- Born: Jonathan Edwards December 25, 1944 St. Louis, Missouri, U.S.
- Died: May 9, 2025 (aged 80) Atlanta, Georgia, U.S.
- Genres: Soul
- Occupation: Singer
- Instrument: Vocals
- Years active: Late 1960s–2000
- Labels: Weis; Aware; Cotillion; Atlantic;
- Formerly of: The Spinners

= John Edwards (singer) =

American singer (1944–2025)

Jonathan Edwards (December 25, 1944 – May 9, 2025) was an American soul singer who had a moderately successful solo career before becoming lead singer of the Spinners between 1977 and 2000.

==Life and career==
Born in St. Louis, Missouri, Edwards began his musical career by singing in clubs while stationed in Germany when in the United States Army. After returning to live in Duluth, Georgia, he appeared on bills with Wilson Pickett, and James & Bobby Purify, before moving to Chicago in the late 1960s. There he met Curtis Mayfield, who introduced Edwards to producer Jo Armstead at Weis Records. He recorded several singles for the label before moving to Bell Records in 1972, and then to the Atlanta-based Aware label the following year. Produced by Floyd Smith, Edwards first achieved chart success when "Stop This Merry-Go-Round" reached number 45 on the Billboard R&B chart in 1973. He followed it up with "Messing Up A Good Thing" and a self-titled album, and then his most successful record, "Careful Man", produced by Smith and written by Jimmy Lewis, which reached number 8 on the R&B chart in 1974. It was followed by "Vanishing Love", which also made the R&B chart.
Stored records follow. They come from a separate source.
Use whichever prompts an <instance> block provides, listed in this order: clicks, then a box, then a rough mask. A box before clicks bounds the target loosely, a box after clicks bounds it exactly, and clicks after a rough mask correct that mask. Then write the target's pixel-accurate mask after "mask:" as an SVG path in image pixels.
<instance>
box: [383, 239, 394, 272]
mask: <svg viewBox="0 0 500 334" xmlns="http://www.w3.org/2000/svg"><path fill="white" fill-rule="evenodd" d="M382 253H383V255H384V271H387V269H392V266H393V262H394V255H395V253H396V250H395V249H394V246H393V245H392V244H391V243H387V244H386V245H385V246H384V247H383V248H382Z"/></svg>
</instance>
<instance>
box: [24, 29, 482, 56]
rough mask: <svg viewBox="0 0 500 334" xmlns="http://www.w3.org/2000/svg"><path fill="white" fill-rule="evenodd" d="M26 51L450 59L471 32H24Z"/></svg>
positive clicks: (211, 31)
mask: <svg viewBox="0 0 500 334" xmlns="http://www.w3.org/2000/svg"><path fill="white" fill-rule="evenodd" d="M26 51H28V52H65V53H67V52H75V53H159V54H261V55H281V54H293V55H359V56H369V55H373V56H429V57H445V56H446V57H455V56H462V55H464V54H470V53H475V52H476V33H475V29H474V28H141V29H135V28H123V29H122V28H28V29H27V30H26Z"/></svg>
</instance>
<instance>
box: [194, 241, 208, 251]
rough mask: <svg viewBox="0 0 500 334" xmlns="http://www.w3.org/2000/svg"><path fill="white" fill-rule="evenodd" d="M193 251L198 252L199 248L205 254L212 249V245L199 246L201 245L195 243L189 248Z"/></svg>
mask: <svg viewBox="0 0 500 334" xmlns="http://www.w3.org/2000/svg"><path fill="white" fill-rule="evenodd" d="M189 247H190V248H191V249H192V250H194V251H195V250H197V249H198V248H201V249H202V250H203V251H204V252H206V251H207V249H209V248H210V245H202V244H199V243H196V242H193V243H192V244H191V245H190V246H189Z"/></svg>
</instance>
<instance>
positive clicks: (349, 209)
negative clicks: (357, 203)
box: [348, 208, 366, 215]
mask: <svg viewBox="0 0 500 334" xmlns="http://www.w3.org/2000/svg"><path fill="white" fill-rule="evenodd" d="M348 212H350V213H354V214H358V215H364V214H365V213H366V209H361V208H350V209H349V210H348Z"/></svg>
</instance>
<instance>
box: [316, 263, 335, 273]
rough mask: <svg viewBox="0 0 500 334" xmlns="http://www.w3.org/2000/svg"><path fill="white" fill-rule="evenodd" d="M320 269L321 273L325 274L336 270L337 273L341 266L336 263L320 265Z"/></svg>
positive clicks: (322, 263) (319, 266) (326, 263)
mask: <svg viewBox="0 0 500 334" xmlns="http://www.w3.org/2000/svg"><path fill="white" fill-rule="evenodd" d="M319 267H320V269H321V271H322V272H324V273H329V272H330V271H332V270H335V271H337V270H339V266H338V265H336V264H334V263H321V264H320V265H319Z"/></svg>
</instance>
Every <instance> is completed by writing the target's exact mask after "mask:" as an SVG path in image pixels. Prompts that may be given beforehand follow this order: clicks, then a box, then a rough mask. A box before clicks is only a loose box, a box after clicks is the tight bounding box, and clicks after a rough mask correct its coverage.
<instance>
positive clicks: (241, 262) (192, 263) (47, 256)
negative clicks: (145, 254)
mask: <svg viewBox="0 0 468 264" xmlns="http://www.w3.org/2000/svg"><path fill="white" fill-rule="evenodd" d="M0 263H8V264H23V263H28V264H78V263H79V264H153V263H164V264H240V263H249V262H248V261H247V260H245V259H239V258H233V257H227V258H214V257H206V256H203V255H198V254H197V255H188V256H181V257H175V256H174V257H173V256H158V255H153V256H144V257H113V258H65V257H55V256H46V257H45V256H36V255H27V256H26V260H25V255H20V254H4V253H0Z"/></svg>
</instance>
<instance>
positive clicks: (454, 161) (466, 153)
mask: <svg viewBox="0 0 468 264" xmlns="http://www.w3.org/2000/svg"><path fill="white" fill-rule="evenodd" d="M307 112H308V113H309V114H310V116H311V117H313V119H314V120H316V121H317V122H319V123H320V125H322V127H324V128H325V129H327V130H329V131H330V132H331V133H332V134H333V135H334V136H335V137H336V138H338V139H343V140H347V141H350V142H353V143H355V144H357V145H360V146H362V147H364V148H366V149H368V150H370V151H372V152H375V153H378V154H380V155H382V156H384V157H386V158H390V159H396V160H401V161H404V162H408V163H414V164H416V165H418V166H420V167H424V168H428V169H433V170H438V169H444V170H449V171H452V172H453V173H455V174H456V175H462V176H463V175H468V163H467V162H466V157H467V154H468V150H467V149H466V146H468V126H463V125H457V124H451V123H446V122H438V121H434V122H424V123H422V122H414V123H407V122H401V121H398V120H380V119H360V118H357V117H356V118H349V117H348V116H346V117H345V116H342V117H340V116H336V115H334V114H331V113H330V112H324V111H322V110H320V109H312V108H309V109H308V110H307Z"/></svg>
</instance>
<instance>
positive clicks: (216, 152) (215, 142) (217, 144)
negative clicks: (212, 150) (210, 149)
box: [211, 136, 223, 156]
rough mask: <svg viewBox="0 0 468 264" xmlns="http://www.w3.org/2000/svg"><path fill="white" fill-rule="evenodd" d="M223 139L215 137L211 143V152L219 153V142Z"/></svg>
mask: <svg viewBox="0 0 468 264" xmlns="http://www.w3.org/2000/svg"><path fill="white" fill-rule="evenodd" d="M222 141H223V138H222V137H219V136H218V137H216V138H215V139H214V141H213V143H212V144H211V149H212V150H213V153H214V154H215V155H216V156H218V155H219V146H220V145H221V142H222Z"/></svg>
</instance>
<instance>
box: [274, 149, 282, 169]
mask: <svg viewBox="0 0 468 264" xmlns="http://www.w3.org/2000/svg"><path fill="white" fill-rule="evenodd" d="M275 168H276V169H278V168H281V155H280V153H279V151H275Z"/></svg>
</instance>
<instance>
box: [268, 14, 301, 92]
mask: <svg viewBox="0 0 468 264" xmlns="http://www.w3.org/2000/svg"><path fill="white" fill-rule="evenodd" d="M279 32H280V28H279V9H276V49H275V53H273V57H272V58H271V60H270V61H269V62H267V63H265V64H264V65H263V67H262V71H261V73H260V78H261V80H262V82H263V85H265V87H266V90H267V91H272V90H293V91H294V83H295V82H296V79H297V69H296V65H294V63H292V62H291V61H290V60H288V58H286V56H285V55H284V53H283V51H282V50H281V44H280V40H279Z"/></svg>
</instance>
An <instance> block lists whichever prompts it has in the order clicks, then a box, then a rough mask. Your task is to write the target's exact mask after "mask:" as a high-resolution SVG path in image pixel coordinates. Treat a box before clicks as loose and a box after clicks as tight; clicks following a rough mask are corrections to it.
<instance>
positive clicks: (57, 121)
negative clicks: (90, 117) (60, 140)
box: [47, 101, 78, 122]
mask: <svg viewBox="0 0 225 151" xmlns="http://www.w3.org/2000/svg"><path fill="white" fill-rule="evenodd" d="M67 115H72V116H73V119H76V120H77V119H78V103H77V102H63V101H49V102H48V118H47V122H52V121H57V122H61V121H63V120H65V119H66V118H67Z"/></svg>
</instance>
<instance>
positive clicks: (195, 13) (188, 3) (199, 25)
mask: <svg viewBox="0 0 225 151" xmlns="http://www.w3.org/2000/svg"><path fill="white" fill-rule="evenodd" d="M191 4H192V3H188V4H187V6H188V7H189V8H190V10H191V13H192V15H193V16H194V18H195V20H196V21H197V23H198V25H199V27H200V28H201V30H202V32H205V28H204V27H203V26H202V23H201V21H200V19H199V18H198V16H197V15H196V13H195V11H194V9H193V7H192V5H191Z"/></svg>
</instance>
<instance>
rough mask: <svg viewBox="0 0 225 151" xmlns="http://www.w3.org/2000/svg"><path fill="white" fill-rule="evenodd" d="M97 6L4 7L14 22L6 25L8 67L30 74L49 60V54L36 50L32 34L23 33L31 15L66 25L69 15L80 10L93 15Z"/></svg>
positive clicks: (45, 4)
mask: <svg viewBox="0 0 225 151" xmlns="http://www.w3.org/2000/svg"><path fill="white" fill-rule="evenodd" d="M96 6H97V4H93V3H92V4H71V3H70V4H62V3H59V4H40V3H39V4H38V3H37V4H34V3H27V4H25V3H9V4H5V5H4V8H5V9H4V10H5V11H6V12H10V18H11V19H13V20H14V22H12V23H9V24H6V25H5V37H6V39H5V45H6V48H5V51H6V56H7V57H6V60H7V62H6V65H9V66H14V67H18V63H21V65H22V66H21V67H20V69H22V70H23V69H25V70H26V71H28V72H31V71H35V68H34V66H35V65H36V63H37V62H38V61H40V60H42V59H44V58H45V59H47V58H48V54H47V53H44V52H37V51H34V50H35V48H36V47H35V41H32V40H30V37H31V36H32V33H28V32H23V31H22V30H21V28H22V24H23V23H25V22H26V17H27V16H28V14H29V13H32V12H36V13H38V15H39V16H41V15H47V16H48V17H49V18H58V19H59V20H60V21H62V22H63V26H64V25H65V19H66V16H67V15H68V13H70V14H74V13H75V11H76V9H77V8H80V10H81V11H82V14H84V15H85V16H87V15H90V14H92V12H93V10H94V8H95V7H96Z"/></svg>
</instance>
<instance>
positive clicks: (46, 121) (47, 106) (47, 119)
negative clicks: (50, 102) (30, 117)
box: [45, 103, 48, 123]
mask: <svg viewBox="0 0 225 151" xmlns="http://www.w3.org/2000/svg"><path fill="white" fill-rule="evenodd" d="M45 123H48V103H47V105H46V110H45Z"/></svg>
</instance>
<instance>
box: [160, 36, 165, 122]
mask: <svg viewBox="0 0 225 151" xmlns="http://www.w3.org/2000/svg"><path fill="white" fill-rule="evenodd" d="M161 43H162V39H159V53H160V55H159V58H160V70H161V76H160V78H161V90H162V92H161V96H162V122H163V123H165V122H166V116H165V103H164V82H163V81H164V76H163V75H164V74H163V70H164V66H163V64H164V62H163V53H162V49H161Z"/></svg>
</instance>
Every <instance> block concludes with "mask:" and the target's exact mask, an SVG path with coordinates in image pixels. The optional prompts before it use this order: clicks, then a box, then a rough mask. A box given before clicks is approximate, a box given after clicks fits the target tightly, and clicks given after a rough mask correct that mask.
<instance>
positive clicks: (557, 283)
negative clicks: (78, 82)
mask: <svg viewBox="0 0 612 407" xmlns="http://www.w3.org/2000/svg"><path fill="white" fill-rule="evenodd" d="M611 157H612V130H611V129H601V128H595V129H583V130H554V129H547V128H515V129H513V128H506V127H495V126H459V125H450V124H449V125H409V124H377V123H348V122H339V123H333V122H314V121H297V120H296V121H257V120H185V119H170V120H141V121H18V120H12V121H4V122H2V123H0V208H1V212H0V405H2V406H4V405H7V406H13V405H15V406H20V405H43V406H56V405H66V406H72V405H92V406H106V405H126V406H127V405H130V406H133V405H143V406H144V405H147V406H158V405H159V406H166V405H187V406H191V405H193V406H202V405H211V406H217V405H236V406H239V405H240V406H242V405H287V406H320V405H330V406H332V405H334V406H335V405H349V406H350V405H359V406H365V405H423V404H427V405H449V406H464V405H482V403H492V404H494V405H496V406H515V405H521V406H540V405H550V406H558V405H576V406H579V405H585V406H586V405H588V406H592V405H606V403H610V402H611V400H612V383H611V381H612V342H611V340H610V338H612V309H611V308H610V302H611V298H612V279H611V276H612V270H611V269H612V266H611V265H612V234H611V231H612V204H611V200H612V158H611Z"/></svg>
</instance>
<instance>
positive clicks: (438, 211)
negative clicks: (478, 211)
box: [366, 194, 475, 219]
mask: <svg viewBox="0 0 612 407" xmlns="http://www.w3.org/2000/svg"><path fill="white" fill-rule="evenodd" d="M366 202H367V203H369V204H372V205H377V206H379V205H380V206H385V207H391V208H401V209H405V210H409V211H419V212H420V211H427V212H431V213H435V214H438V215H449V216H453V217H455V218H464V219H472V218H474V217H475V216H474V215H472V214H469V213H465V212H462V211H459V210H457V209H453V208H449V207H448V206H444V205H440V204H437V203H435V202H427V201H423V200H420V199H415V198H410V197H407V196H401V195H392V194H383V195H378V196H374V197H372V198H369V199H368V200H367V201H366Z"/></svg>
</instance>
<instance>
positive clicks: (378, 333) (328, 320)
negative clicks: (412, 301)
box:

After Aware Records went out of business, Edwards did some shows with the Spinners, but also maintained a solo career on the Cotillion label, achieving two more R&B chart entries with "Baby, Hold On to Me" (1976) and "Nobody, But You" (1977). He then decided to join the Spinners on a full-time basis, and replaced Philippé Wynne as the group's lead singer in 1977. He featured as the main vocalist on their later hit singles including "Working My Way Back to You", produced by Michael Zager, which became one of the group's biggest hits, reaching number 2 on the Billboard Hot 100 in early 1980, and number 1 on the UK singles chart. He also sang lead on their 1980 remake of "Cupid", which hit No. 4 on both the US and UK Pop Charts, and No. 5 on the US R&B Chart.

Edwards remained with the Spinners until 2000, when he was incapacitated by a debilitating stroke, and was forced to retire. He died May 9, 2025, at the age of 80.